Example with transaction:
OrmManager::transaction(function () use ($userRepo, $postRepo) { $user = new User(); $user->setName('John Doe'); $post = new Post(); $post->setTitle('My Post'); $user->setPosts(new EntityCollection([$post], $postRepo)); $userRepo->save($user); // Parent first $postRepo->save($post); // Then children });
Default container (once at app bootstrap)
use WScore\DecaORM\OrmManager; $manager = OrmManager::initialize($container);
Per-request container (e.g. multi-tenant)
OrmManager resolves PDO::class and repository entries from the single container passed to initialize(). After you know the tenant, build a container that already holds that tenant’s PDO (and repositories), then call OrmManager::initialize($container) for that request—or inject an OrmManager constructed for that container.
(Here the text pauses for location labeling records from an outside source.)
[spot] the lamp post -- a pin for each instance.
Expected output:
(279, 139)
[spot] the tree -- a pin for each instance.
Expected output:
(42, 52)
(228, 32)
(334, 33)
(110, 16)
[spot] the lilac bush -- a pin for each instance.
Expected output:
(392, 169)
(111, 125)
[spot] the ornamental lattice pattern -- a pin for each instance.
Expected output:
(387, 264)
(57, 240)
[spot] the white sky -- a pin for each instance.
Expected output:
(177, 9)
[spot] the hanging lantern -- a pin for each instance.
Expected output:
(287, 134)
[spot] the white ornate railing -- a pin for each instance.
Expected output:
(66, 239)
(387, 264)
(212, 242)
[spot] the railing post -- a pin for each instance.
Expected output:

For more than one connection in the same process, use separate OrmManager instances (each has its own identity map and dirty tracker); nested container scopes are not supported.
Summary of limitations
- Save order — No UoW; save parents before children.
- Transactions — Use them when saving multiple entities.
- Relations — Never auto-loaded; call
load()when needed. - Foreign keys — Use DB constraints for integrity.
- New vs update — Determined by presence of ID; you can also call
insertEntity()orupdateEntity()explicitly.